Secord recounted the story of Smith Ortiz stepping up to help him when his wife died and he forgot to plan the funeral reception. Smith Ortiz realized he forgot to plan one, and hosted one herself at her house.

“It was the essence, and a clear example, of Donnasue’s gift of compassion, and I shall always be grateful,” Secord said.

Smith Ortiz is the 25th recipient of the John B. Surr Award, and the second female recipient. The John B. Surr Award was started in 1978, and is given out at the decision of the SBCBA, not annually. 

John Surr

San Bernardino Superior Judge Wilfred Schneider gave a historical account of John Surr, the attorney the award is named after.

Surr was born in the Philippines in 1906, his father was there representing a hardware and steel company.

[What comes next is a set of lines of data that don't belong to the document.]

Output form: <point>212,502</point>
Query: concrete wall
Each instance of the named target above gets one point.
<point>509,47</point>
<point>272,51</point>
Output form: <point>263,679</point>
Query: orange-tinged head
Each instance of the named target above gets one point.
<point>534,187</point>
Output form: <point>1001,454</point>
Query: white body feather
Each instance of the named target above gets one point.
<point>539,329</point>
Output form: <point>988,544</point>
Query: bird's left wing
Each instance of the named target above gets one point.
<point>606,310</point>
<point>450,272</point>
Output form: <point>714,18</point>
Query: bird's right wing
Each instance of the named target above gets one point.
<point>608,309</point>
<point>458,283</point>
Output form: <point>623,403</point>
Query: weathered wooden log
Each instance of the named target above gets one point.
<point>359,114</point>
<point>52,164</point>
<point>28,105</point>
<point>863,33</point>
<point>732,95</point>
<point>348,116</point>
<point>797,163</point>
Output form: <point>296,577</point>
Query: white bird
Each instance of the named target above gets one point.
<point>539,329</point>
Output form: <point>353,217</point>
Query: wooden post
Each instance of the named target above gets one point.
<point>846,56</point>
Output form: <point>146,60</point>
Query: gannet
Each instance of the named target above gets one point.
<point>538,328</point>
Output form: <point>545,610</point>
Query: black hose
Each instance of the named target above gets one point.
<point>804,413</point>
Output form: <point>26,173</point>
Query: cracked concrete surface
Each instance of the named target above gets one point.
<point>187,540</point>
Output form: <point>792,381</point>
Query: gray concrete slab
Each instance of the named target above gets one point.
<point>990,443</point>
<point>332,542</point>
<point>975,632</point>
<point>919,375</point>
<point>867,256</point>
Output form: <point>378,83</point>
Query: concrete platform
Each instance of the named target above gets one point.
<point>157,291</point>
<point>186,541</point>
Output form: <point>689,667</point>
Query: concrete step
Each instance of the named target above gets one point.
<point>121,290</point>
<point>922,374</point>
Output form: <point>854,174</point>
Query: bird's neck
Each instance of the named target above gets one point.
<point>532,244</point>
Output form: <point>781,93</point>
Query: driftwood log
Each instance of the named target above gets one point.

The Surrs moved to Berkeley, where Surr’s father practiced law. Surr graduated from Berkeley in 1928 and joined his uncle’s law practice in San Bernardino.

He specialized in water law, and was involved in litigation over water rights in Southern California. He served on the State Committee on Bar Examiners, on the Board of Governors of the State Bar, and as president of the San Diego County Bar Association. Surr handled pro bono cases, served on local committees and was his neighborhood’s air raid warden during World War II—he  couldn’t serve himself because he was colorblind. He founded the Edelweiss Ski Club, which built with him a ski hut at the 9,500-foot level of Mount San Gorgonio. He held court with lawyers at Cafe Madrid in San Bernardino’s Harris’ Department Store. 

“John was always courteous and polite. Many have said that he rarely ever uttered a profane word. In Cafe Madrid, they had a table that lawyers would go and join each other, and talk to them, and face each other, and communicate with each other. Not through Zoom. Not through CourtCall. Not through letters sent with a vindictive tone. But actually face to face, and that we have lost in our profession,” Schneider said.

This was Smith Ortiz’ second award-the Western San Bernardino Bar Association honored her with the Charles Althouse Lifetime Achievement Award Oct. 5.


The Surr award was given at the SBCBA’s Installation & Awards Banquet in Redlands’ Mitten Building.

“What I do know is that all of you are working tirelessly, every day, to do right by your clients, to provide them a voice and to advocate zealously on their behalf. Being an advocate, giving your client a voice, enabling the process whereby they get judged fairly and on the merits. It’s a noble profession,” incoming SBCBA President Justin King said.